Putting gzipped data into a script as a string

I snagged a Lorem Ipsupm generator last week, and I admit, it's pretty cool.
My question: can someone show me a tutorial on how the author of the above script was able to post the contents of a gzipped file into their code as a string? I keep getting examples of gzipping a regular file, and I'm feeling kind of lost here.
For what it's worth, I have another module that is quite similar (it generates random names, companies, etc), and right now it reads from a couple different text files. I like this approach better; it requires one less sub-directory in my project to place data into, and it also presents a new way of doing things for me.
I'm quite new to streams, IO types, and the like. Feel free to dump the links on my lap. Snipptes are always appreciated too.

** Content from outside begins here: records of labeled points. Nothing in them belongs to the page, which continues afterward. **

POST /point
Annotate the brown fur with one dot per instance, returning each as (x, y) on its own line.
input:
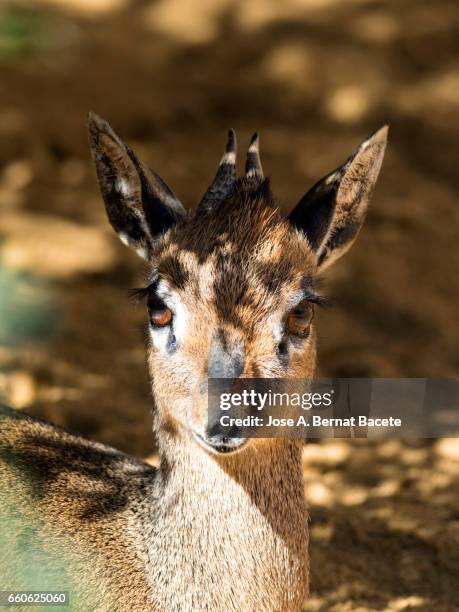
(205, 531)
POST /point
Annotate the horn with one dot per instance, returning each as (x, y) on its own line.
(253, 163)
(224, 180)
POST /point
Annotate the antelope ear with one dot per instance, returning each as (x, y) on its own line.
(332, 212)
(140, 206)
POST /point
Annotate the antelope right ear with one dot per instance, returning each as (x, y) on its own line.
(332, 212)
(140, 206)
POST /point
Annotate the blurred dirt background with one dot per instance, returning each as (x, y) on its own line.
(315, 77)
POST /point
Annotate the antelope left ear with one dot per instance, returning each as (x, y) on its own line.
(332, 212)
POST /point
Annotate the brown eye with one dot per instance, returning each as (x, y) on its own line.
(160, 315)
(300, 318)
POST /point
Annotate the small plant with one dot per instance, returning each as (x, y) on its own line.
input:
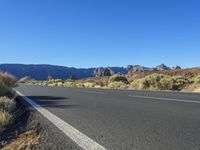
(178, 82)
(8, 79)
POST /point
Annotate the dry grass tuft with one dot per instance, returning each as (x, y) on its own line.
(5, 118)
(6, 107)
(195, 87)
(24, 141)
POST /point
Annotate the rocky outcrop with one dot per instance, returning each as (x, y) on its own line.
(100, 72)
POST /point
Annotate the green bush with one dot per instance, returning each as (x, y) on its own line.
(197, 79)
(8, 80)
(160, 82)
(139, 84)
(4, 90)
(178, 82)
(118, 78)
(69, 83)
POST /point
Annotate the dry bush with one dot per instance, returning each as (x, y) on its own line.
(195, 87)
(5, 118)
(6, 107)
(197, 79)
(4, 90)
(8, 79)
(7, 104)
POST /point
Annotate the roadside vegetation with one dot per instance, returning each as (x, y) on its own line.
(8, 113)
(175, 80)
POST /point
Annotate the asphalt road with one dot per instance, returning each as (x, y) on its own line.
(125, 120)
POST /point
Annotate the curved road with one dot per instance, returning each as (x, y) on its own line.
(125, 120)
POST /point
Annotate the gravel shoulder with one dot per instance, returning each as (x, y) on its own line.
(28, 119)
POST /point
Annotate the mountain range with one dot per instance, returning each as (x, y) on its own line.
(41, 72)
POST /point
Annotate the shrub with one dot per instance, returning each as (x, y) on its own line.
(4, 90)
(118, 85)
(118, 78)
(8, 79)
(89, 85)
(195, 87)
(4, 119)
(6, 107)
(6, 104)
(178, 82)
(197, 79)
(69, 83)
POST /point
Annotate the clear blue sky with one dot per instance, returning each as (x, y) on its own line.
(90, 33)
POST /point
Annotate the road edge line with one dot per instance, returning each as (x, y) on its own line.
(79, 138)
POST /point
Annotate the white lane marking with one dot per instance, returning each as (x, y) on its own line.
(79, 138)
(165, 99)
(94, 92)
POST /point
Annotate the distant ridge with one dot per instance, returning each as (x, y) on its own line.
(42, 71)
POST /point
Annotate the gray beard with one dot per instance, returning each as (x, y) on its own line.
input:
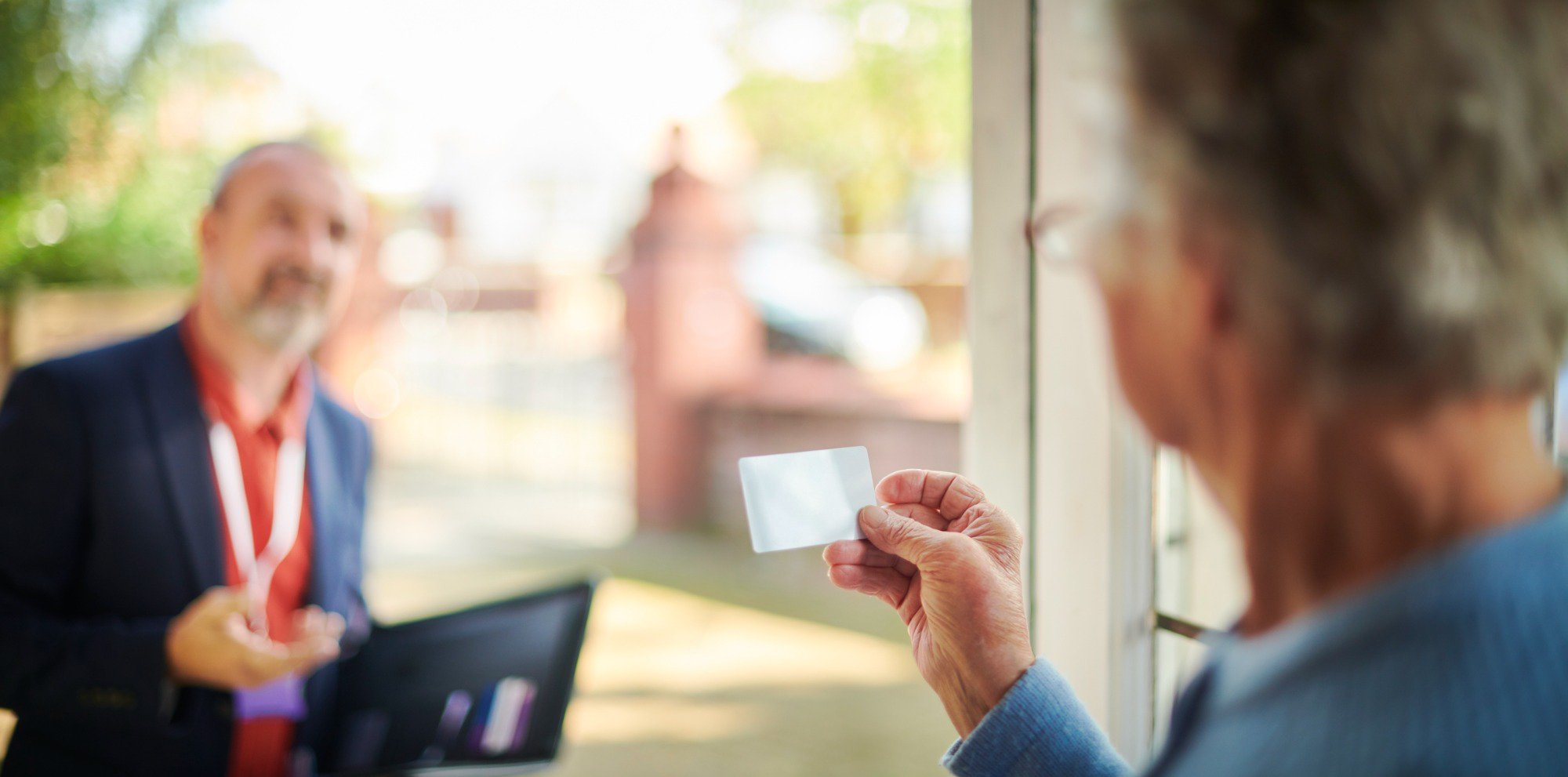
(286, 328)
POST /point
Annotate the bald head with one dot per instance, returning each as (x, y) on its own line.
(278, 243)
(261, 154)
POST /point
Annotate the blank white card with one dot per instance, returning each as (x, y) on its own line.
(797, 500)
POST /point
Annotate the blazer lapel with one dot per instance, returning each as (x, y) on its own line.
(327, 505)
(180, 430)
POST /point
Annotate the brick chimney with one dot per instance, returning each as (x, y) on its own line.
(691, 332)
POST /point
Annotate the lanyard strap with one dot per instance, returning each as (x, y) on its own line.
(256, 569)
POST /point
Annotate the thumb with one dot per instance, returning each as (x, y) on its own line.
(902, 535)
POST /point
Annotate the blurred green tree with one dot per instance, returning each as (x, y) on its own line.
(84, 196)
(869, 94)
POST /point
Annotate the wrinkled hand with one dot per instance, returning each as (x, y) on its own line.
(211, 644)
(949, 563)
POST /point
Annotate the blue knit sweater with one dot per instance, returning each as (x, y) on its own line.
(1454, 666)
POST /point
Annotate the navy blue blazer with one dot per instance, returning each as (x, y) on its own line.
(109, 528)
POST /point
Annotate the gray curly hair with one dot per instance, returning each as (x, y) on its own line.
(1398, 171)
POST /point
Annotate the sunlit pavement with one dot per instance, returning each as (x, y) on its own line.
(703, 659)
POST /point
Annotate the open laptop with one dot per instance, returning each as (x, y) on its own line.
(474, 693)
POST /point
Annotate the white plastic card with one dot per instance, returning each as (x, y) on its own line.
(797, 500)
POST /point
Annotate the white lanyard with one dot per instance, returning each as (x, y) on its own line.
(256, 571)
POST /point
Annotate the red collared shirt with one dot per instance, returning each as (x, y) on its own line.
(261, 746)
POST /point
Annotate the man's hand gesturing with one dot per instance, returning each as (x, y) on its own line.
(211, 644)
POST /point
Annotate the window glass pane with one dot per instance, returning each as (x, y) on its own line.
(1199, 569)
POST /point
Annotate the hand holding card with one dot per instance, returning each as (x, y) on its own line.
(797, 500)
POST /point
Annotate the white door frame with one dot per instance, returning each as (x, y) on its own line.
(1048, 436)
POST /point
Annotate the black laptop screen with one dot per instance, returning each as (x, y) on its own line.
(482, 687)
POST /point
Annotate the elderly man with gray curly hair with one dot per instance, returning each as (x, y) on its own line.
(1341, 287)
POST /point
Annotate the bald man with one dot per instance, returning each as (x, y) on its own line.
(181, 514)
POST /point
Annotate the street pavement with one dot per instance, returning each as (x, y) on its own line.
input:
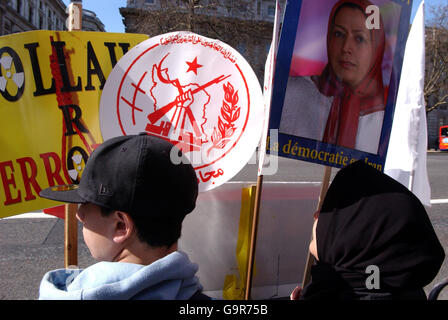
(31, 246)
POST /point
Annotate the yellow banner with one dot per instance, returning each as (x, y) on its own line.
(50, 88)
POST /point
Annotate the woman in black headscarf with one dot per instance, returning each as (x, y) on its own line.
(369, 219)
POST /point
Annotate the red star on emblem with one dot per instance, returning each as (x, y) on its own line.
(194, 66)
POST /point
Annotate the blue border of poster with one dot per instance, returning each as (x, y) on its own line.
(301, 148)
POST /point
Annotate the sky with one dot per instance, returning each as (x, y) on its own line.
(109, 14)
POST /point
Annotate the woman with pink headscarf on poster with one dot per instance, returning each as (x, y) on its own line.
(345, 104)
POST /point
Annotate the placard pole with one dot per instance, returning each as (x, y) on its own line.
(74, 23)
(310, 257)
(253, 239)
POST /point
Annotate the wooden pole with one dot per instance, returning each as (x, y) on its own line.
(253, 239)
(310, 257)
(70, 221)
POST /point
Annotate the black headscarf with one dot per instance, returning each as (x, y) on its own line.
(368, 218)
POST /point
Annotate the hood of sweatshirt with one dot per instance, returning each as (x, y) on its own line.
(170, 278)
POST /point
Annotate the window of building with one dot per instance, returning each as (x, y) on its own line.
(30, 14)
(19, 6)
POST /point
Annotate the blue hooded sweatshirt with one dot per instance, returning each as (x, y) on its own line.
(172, 277)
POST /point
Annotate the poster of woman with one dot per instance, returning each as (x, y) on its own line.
(336, 80)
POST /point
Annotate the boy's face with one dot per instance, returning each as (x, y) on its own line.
(98, 232)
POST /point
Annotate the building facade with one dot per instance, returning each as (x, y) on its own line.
(246, 25)
(26, 15)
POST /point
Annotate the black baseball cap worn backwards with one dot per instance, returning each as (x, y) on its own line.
(134, 174)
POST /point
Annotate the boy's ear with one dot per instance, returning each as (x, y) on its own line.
(124, 226)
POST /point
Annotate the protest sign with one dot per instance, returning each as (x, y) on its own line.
(50, 87)
(198, 93)
(336, 80)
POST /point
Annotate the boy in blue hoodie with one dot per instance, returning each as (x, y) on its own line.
(133, 198)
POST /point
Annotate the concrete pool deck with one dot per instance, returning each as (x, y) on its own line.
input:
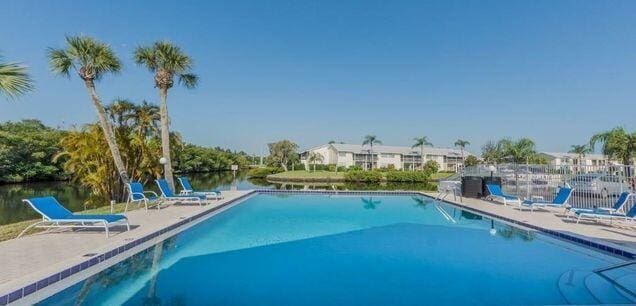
(32, 258)
(555, 219)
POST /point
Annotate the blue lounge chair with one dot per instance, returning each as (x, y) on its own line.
(497, 194)
(600, 214)
(54, 215)
(616, 209)
(136, 194)
(168, 195)
(561, 200)
(186, 189)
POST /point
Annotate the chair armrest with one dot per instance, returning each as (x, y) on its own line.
(151, 192)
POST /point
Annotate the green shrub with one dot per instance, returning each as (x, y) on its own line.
(431, 166)
(354, 168)
(363, 176)
(407, 176)
(263, 172)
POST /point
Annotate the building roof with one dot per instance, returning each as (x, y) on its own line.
(573, 155)
(356, 148)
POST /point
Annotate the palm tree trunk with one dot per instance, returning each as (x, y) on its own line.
(108, 131)
(165, 137)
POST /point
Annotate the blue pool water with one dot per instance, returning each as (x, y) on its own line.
(276, 249)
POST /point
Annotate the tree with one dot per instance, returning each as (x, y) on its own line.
(520, 151)
(166, 61)
(580, 150)
(14, 79)
(431, 166)
(617, 144)
(371, 140)
(421, 142)
(462, 145)
(282, 153)
(91, 60)
(491, 152)
(315, 158)
(471, 160)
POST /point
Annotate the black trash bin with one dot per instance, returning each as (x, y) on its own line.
(472, 186)
(491, 180)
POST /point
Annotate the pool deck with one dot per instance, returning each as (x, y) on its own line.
(550, 218)
(34, 257)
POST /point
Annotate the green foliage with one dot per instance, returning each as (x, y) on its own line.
(26, 151)
(166, 60)
(407, 176)
(14, 80)
(89, 57)
(354, 168)
(471, 160)
(363, 176)
(193, 158)
(282, 154)
(431, 166)
(263, 172)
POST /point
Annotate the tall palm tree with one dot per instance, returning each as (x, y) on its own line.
(462, 145)
(581, 150)
(166, 61)
(617, 144)
(14, 79)
(91, 60)
(371, 140)
(421, 142)
(315, 158)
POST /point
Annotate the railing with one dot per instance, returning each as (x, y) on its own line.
(594, 186)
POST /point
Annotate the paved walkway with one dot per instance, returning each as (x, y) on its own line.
(33, 257)
(555, 219)
(40, 255)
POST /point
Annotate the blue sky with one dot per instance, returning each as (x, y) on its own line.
(314, 71)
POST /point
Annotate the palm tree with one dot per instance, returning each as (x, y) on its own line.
(314, 158)
(371, 140)
(462, 145)
(581, 150)
(91, 60)
(617, 144)
(421, 142)
(14, 80)
(166, 61)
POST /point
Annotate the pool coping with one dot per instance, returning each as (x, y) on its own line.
(25, 291)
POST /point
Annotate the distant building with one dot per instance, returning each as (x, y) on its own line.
(572, 159)
(384, 156)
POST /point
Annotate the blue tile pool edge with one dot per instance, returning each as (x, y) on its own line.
(16, 295)
(20, 293)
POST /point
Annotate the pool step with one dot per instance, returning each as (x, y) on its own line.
(572, 287)
(586, 287)
(605, 291)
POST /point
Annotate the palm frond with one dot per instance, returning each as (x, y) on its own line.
(14, 80)
(59, 61)
(189, 80)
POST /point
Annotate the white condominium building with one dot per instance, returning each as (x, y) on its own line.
(384, 156)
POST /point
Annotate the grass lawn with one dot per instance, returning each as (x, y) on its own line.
(10, 231)
(302, 175)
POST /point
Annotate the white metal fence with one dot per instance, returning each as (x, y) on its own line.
(594, 186)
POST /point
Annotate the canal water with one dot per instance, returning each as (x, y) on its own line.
(12, 209)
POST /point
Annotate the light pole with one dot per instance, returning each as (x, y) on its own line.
(163, 161)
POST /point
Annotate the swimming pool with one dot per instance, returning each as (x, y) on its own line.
(283, 249)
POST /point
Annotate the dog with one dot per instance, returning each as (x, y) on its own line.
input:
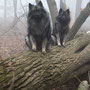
(61, 27)
(39, 28)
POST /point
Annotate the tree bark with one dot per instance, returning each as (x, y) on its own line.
(78, 8)
(79, 21)
(63, 5)
(53, 9)
(37, 1)
(34, 71)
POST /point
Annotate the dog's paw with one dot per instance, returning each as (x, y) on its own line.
(63, 44)
(43, 51)
(33, 48)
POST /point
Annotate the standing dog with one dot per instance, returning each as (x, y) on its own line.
(61, 27)
(39, 29)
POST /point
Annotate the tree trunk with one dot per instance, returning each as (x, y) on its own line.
(37, 1)
(78, 8)
(35, 71)
(5, 10)
(15, 8)
(63, 5)
(79, 21)
(53, 9)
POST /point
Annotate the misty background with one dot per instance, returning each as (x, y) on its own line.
(13, 22)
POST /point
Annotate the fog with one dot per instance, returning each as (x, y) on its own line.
(13, 29)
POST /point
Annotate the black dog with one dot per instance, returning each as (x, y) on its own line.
(61, 27)
(39, 29)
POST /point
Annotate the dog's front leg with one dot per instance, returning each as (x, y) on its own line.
(44, 43)
(58, 39)
(33, 42)
(64, 40)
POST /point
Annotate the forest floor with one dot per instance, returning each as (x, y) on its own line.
(12, 41)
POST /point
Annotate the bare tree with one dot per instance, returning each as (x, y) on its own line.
(5, 9)
(37, 1)
(53, 11)
(78, 8)
(79, 21)
(15, 7)
(35, 71)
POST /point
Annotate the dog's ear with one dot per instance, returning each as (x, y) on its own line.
(60, 10)
(30, 6)
(40, 4)
(68, 11)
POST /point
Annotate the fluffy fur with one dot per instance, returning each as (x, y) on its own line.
(61, 26)
(39, 29)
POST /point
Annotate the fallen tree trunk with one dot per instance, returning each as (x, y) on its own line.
(35, 71)
(79, 21)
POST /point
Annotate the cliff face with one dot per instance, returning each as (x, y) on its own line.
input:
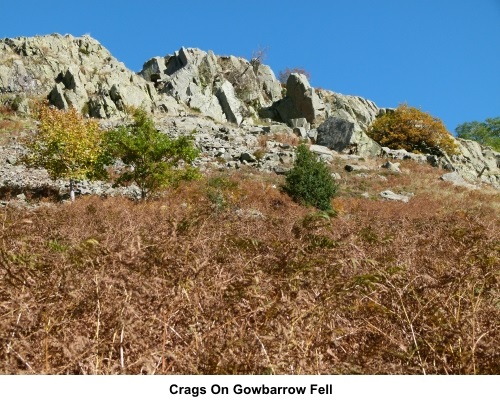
(71, 72)
(81, 73)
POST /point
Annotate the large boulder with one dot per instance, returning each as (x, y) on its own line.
(342, 134)
(301, 101)
(357, 109)
(231, 105)
(71, 72)
(201, 80)
(476, 162)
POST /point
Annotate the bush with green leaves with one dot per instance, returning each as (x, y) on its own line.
(310, 182)
(154, 160)
(486, 133)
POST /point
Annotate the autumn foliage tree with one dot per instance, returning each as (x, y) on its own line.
(411, 129)
(67, 145)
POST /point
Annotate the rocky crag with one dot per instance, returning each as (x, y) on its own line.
(229, 104)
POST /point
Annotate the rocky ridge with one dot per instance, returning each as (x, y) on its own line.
(233, 107)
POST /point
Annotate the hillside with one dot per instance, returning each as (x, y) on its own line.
(227, 274)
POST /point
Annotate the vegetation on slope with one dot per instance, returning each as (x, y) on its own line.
(176, 286)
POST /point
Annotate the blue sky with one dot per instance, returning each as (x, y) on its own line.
(442, 56)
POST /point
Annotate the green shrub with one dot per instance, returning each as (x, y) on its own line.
(154, 160)
(310, 182)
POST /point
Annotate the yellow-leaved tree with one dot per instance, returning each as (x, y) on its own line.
(411, 129)
(67, 145)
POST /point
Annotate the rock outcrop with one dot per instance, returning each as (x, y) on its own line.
(200, 92)
(73, 72)
(223, 88)
(346, 136)
(301, 101)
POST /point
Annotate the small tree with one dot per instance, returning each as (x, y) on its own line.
(486, 133)
(310, 182)
(154, 160)
(67, 145)
(413, 130)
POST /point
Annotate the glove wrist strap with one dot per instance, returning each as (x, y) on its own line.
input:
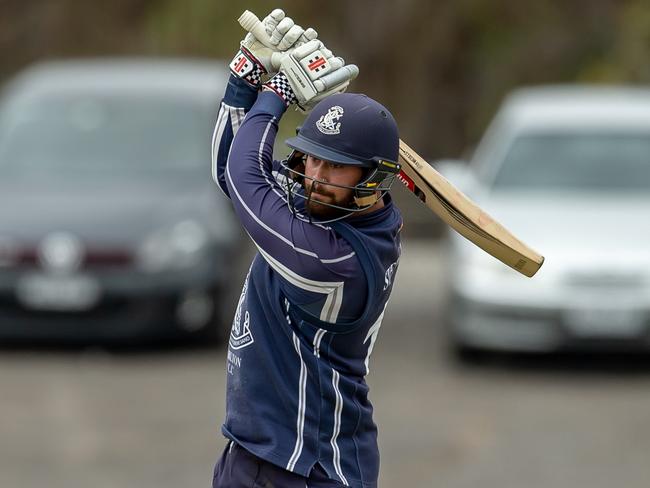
(246, 66)
(280, 85)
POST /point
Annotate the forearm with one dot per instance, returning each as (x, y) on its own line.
(237, 101)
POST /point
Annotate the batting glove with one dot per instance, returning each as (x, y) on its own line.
(255, 59)
(309, 73)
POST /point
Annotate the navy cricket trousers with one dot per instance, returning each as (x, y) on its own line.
(238, 468)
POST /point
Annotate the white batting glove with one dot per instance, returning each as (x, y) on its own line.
(309, 73)
(256, 59)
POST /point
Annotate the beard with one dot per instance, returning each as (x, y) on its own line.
(319, 201)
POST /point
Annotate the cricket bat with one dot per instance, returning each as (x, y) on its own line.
(443, 198)
(463, 215)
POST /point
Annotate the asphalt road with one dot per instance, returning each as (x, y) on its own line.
(150, 418)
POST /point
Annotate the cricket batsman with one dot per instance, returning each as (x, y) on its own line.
(328, 239)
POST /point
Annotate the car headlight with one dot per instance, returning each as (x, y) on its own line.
(180, 246)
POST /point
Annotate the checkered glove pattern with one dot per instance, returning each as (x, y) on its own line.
(280, 85)
(246, 66)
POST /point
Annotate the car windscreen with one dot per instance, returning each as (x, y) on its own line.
(110, 134)
(584, 161)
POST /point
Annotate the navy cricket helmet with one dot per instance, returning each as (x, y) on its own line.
(349, 128)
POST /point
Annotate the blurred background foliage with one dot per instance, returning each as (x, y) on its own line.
(442, 67)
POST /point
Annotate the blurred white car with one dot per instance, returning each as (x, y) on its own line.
(567, 169)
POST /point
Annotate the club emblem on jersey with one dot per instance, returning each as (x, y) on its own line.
(329, 123)
(240, 334)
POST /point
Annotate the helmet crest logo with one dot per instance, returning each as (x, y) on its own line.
(328, 123)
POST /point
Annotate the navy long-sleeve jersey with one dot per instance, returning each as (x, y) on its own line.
(309, 312)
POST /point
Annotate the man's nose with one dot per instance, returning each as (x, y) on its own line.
(320, 169)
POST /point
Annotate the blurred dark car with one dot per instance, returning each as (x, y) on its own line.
(567, 169)
(110, 224)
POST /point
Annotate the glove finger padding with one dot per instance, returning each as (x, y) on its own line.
(281, 29)
(272, 20)
(312, 72)
(290, 37)
(307, 36)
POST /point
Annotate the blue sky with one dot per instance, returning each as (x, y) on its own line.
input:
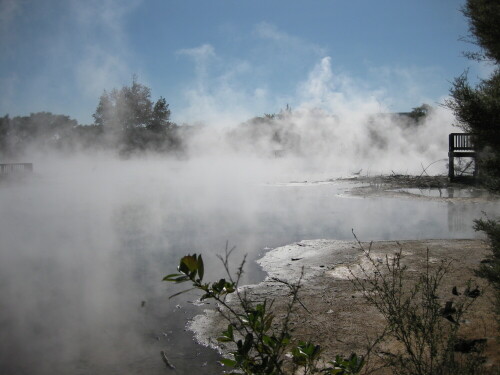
(227, 60)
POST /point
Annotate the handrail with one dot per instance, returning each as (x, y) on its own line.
(461, 142)
(460, 145)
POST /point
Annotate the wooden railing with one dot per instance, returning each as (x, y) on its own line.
(6, 168)
(460, 145)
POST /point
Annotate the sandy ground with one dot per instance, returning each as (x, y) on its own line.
(337, 317)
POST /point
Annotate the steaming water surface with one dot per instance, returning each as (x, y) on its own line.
(84, 245)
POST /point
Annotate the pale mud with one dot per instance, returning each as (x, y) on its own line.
(337, 316)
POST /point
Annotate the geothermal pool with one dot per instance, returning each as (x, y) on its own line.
(84, 245)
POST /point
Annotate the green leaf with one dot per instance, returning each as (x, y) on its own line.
(191, 262)
(184, 291)
(228, 362)
(171, 276)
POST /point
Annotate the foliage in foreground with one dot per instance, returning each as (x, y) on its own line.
(259, 347)
(426, 331)
(477, 109)
(490, 267)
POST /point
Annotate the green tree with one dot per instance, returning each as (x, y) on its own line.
(477, 109)
(131, 121)
(160, 116)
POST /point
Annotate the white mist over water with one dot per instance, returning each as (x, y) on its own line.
(88, 237)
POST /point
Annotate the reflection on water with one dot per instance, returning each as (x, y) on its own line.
(81, 258)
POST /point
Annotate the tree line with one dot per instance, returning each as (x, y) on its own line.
(126, 120)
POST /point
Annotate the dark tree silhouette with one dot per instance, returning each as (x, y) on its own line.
(477, 109)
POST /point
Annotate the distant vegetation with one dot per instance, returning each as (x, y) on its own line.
(477, 109)
(129, 122)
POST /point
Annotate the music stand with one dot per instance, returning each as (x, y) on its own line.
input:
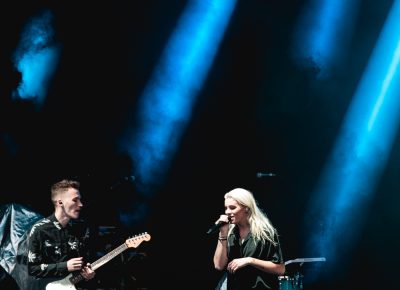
(295, 271)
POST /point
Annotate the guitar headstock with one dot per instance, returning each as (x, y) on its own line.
(135, 241)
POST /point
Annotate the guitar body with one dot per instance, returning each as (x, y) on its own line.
(68, 282)
(63, 284)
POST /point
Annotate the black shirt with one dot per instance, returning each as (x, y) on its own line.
(250, 277)
(51, 246)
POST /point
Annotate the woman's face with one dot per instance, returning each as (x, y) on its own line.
(236, 213)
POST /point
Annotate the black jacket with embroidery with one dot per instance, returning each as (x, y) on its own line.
(51, 246)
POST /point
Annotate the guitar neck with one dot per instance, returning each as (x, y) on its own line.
(129, 243)
(100, 262)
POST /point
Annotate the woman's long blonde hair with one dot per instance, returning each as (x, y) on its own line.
(260, 226)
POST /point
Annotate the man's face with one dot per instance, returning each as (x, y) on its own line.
(71, 202)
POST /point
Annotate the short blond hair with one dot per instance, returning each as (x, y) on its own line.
(62, 186)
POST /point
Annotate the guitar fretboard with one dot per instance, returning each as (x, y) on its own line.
(100, 262)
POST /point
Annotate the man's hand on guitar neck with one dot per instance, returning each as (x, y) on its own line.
(76, 264)
(87, 272)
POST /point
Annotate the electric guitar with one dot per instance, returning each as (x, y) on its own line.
(73, 278)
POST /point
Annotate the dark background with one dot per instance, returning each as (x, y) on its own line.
(257, 112)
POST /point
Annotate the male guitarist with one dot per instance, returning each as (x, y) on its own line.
(55, 249)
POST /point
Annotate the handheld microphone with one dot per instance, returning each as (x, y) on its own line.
(215, 228)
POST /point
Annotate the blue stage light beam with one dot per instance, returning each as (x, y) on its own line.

Assuming you are in a *nix environment, you just need gzip and a base64 encoder to generate the string. Lets assume your content is in file.txt, for the purpose of this example I created the file with random bytes with that specific name.
So you need to compress it first:
$ gzip file.txt
That will generate a file.txt.gz file that you now need to embed into your code. To do that, you need to encode it. A common way to do so is to use Base64 encoding, which can be done with the base64 program:
$ base64 file.txt.gz
H4sICGmHsE8AA2ZpbGUudHh0AAGoAFf/jIMKME+MgnEhgS4vd6SN0zIuVRhsj5fac3Q1EV1EvFJK
fBsw+Ln3ZSX7d5zjBXJR1BUn+b2/S3jHXO9h6KEDx37U7iOvmSf6BMo1gOJEgIsf57yHwUKl7f9+
Beh4kwF+VljN4xjBfdCiXKk0Oc9g/5U/AKR02fRwI+zYlp1ELBVDzFHNsxpjhIT43sBPklXW8L5P
d8Ao3i2tQQPf2JAHRQZYYn3vt0tKg7drVKgAAAA=
Now you have all what you need to use the contents of that file in your python script:
from cStringIO import StringIO
from base64 import b64decode
from gzip import GzipFile
# this is the variable with your file's contents
gzipped_data = """
H4sICGmHsE8AA2ZpbGUudHh0AAGoAFf/jIMKME+MgnEhgS4vd6SN0zIuVRhsj5fac3Q1EV1EvFJK
fBsw+Ln3ZSX7d5zjBXJR1BUn+b2/S3jHXO9h6KEDx37U7iOvmSf6BMo1gOJEgIsf57yHwUKl7f9+
Beh4kwF+VljN4xjBfdCiXKk0Oc9g/5U/AKR02fRwI+zYlp1ELBVDzFHNsxpjhIT43sBPklXW8L5P
d8Ao3i2tQQPf2JAHRQZYYn3vt0tKg7drVKgAAAA=
"""
# we now decode the file's content from the string and unzip it
orig_file_desc = GzipFile(mode='r',
fileobj=StringIO(b64decode(gzipped_data)))
# get the original's file content to a variable
orig_file_cont = orig_file_desc.read()
# and close the file descriptor
orig_file_desc.close()
Obviously, your program will depend on the base64, gzip and cStringIO python modules.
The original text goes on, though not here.